Apprehension of a child in need of protection
21(1) The director, a representative of an agency or a peace officer who on reasonable and probable grounds believes that a child is in need of protection, may apprehend the child without a warrant and take the child to a place of safety where the child may be detained for examination and temporary care and be dealt with in accordance with the provisions of this Part.
We don't need changes to the Youth Justice Act to take car thieves into custody and hold them until they are responsible enough to be let out into the world.
We need politicians who are responsible---who refuse to let the rights of 100 car thieves trump the rights of tens of thousands of law abiding car owners--- who will stop making excuses for their own inaction.

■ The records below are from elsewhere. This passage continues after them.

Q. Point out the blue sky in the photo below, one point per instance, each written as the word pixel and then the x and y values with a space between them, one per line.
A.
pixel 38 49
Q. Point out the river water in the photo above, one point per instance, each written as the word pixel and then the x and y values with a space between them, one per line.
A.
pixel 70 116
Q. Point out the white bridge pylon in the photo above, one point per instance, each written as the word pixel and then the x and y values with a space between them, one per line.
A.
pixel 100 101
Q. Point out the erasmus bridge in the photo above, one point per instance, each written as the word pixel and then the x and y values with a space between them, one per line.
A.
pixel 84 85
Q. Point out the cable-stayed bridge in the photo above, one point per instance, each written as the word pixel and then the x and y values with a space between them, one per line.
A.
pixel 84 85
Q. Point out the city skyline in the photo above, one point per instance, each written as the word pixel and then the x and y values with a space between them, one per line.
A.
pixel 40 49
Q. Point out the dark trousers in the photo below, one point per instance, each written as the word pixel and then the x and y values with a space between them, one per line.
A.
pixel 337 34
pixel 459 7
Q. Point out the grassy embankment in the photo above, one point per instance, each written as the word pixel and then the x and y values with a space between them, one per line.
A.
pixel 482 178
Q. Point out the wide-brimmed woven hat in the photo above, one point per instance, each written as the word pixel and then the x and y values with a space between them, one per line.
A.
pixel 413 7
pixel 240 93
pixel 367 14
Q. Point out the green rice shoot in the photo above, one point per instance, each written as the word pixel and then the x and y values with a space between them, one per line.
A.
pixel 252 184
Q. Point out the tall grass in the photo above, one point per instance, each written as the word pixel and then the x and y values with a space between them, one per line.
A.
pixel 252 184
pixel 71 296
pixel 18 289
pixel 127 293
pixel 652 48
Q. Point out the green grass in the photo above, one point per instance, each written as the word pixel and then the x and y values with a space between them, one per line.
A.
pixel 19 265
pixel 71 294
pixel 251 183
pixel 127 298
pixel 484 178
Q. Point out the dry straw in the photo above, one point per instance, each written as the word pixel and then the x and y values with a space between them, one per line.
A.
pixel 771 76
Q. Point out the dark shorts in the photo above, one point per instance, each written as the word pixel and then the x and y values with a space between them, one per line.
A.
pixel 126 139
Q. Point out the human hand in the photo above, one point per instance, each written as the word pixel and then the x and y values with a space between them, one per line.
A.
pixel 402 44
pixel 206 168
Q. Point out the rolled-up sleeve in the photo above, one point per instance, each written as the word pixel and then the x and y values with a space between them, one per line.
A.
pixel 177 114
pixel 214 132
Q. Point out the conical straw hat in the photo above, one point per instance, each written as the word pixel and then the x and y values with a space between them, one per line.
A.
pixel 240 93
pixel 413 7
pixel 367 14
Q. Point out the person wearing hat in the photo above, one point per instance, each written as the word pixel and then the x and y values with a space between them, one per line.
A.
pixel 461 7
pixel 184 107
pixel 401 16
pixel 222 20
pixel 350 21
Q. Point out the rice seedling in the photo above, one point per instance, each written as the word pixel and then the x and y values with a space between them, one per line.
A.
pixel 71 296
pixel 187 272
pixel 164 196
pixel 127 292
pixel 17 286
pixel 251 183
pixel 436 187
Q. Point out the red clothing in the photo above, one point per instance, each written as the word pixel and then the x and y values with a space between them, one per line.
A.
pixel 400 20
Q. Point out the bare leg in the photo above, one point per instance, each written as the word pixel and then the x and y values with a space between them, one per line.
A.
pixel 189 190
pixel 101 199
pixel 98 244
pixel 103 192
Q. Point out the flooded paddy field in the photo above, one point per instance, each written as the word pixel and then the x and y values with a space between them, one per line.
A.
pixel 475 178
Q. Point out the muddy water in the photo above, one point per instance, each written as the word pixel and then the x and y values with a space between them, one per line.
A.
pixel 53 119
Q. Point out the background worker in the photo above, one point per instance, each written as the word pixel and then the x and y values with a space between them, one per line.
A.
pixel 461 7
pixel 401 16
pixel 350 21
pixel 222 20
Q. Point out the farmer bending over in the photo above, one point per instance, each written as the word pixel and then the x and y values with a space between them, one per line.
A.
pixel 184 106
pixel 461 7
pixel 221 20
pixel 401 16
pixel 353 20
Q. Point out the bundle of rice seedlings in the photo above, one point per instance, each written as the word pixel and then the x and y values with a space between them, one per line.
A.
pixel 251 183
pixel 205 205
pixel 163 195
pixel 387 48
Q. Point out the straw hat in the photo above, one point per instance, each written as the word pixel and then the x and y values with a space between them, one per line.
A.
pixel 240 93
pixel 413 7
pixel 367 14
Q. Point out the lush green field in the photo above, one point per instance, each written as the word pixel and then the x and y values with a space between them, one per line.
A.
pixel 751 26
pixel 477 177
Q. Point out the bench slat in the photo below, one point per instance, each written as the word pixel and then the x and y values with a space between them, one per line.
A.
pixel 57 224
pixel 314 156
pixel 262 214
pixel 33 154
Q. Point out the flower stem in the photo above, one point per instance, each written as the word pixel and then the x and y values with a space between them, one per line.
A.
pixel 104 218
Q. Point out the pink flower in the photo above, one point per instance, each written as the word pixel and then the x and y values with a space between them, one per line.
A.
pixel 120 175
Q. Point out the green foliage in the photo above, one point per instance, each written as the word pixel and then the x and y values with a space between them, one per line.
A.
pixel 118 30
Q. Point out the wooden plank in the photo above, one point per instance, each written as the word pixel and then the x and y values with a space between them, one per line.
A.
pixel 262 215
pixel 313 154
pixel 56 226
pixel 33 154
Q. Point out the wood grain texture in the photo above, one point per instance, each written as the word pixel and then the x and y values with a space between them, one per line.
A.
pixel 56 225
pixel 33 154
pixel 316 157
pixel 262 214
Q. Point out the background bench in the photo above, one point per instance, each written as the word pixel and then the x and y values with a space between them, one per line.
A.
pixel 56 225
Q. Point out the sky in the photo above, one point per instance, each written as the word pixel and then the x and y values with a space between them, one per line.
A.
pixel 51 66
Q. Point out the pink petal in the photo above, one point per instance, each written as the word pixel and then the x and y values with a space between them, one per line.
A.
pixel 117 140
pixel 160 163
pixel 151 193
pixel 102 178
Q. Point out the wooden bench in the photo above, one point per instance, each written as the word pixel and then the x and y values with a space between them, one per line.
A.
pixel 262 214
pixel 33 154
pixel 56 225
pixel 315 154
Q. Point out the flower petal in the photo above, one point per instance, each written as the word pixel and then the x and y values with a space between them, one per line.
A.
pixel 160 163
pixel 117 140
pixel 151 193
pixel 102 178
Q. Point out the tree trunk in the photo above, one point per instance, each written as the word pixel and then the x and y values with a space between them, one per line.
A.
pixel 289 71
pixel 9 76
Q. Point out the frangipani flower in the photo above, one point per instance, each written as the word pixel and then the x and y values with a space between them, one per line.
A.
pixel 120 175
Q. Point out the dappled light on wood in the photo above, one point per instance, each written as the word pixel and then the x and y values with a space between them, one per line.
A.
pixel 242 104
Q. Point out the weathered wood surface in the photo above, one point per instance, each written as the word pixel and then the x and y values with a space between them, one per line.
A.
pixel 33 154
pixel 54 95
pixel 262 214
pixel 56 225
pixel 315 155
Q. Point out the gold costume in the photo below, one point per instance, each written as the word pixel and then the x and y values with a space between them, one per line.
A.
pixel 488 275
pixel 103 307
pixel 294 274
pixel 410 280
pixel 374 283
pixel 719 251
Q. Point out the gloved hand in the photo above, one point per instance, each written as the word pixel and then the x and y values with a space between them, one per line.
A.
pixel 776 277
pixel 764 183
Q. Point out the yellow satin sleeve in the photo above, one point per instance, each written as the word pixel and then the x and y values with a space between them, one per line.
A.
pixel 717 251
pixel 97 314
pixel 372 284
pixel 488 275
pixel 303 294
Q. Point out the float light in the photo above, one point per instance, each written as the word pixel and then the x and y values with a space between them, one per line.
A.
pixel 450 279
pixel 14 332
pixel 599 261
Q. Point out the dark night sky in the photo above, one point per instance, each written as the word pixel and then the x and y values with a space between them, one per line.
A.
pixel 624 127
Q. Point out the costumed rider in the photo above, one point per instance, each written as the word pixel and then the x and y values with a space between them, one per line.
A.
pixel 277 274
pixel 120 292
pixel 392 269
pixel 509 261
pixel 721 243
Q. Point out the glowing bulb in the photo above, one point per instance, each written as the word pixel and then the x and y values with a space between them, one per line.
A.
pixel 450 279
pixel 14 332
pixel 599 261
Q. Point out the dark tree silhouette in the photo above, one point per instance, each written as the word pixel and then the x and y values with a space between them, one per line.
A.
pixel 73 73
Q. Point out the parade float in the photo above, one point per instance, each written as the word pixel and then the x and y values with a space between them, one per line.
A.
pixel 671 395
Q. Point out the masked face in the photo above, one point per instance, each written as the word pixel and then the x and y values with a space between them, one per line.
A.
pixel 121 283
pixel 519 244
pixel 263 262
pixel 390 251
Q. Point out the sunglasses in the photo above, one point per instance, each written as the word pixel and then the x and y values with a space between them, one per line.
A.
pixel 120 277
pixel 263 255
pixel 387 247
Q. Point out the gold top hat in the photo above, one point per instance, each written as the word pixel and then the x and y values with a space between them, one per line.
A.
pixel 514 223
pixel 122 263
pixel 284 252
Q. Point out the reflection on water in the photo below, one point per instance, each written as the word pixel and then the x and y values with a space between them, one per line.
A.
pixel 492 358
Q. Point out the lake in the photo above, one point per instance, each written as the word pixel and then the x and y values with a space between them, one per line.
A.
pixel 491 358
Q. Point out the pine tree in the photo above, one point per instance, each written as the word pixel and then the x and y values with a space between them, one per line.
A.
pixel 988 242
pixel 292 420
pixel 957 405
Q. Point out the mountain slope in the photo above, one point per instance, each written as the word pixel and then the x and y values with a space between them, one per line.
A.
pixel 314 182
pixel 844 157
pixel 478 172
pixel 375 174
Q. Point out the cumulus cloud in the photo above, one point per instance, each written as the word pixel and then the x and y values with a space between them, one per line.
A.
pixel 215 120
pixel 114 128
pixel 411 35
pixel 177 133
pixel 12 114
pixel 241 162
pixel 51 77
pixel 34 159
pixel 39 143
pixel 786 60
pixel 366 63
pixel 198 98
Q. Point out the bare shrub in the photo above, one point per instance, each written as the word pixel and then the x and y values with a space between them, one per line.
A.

The last thing we need is another politician taking another free trip to Ottawa.
Here's an idea. If "Six Months" Chomiak doesn't have the balls to use the Child and Family Service Act to get at car thieves, he can at least save Manitobans money and a carbon dioxide spewing air flight to Ottawa.
Chomiak can simply go to these four addresses right here in Winnipeg:
* 892 Sargent Ave.
* 573 Mountain Ave.
* D-729 Corydon Ave.
* 4-213 St. Mary's Road
These are the constituency offices of his NDP colleagues in Parliament, Pat Martin and Judy Wasylycia-Leis, and the soft-on-crime Liberals Anita Neville and Raymond Simard and ask them why they've done their best to water down the Conservative government's tougher treatment of lawbreakers.
If these do-nothings won't get tough on gun crimes, how do you think they'll vote on legislation to get tough on car thieves?
Spare us the empty theatrics. "Six Months" is going to be as successful in ending car theft as he was in ending hallway medicine.
Just ask your doctor. If you can find one.
Crimestat shows that auto theft and attempted theft in Winnipeg is running 13 percent ahead of last year Jan. 1-March 6.
- Actual car thefts are down 22 percent (339 vehicles) while attempted thefts are up 75 percent (655 vehicles), meaning that there are now nearly twice as many victims of auto theft as last year.
- Districts 5 and 6 showed the most improvement. Car theft is down 10 percent in both districts, and the number of attempts is significantly less than the drop in actual thefts.
- District 2 and 3 had the worst showing. District 2 had eleven fewer thefts and 108 more attempts. District 3 had 41 fewer thefts and a whopping 337 more attempts. Together that's almost 400 more victims of car theft in only five weeks.